This week the Bureau of Economic Analysis will release updated estimates for Q2 GDP as well as Personal Consumption Expenditures (PCE) and Personal Incomes for July. Accompanying those latter two accounts is the currently preferred inflation standard for the US economy. The PCE Deflator finally hit 2% and in two consecutive months, after revisions, earlier this year.

The inability of consumer prices to maintain that pace is actually related to continuing weakness in the rest of the PCE reports, and therefore spilling out into GDP. Each of these numbers is often individually described as “strong” or “robust”, but together they demonstrate instead quite the opposite condition. If they were actually strong and robust economists would not have become so interested in drug addiction.

What confounds most people is the time component. It doesn’t seem possible that an economy could out of the blue just stop growing, and then remain that way. For ten years Americans have been waiting for recovery from the last “recession”, and for ten years they have been disappointed. It has created this growing rift, institutional mistrust where in the mainstream (however that may be defined) things are always good and yet for too many at the too thick margins of the economy there is no semblance of opportunity.

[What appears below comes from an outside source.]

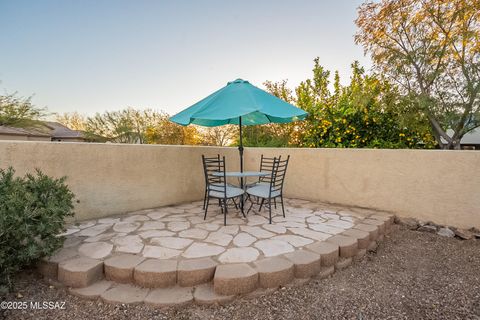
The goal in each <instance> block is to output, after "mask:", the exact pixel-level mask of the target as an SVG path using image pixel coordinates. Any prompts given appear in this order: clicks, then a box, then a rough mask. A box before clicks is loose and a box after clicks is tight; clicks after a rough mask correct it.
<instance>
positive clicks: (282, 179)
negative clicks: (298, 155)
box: [270, 155, 290, 195]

To the latter, time has been definitive; it’s not coming and never will. For the former, that possibility is just now being recognized, only it has to overcome vast confirmation bias. There is nothing in our history except the Great Depression that suggests ten years (or more) of no growth. Therefore, many people have convinced themselves (economists, policymakers, the media) that it just can’t be possible, or that its end just has to be right over the horizon.

This error typically has its roots in money. The Fed did QE and QE is always described as money printing, therefore money cannot be the issue. No one ever challenges the right of whoever is rote reciting the formula to show their work. QE is money printing because QE is money printing; trying to rationalize to a self-imposed tautology is not a recipe for success in any discipline.

Yet, we know intuitively that whatever might be wrong started to be wrong ten years ago during an unambiguous monetary event. Even if you think QE is money, the primary output of money through finance hasn’t been the same since that time.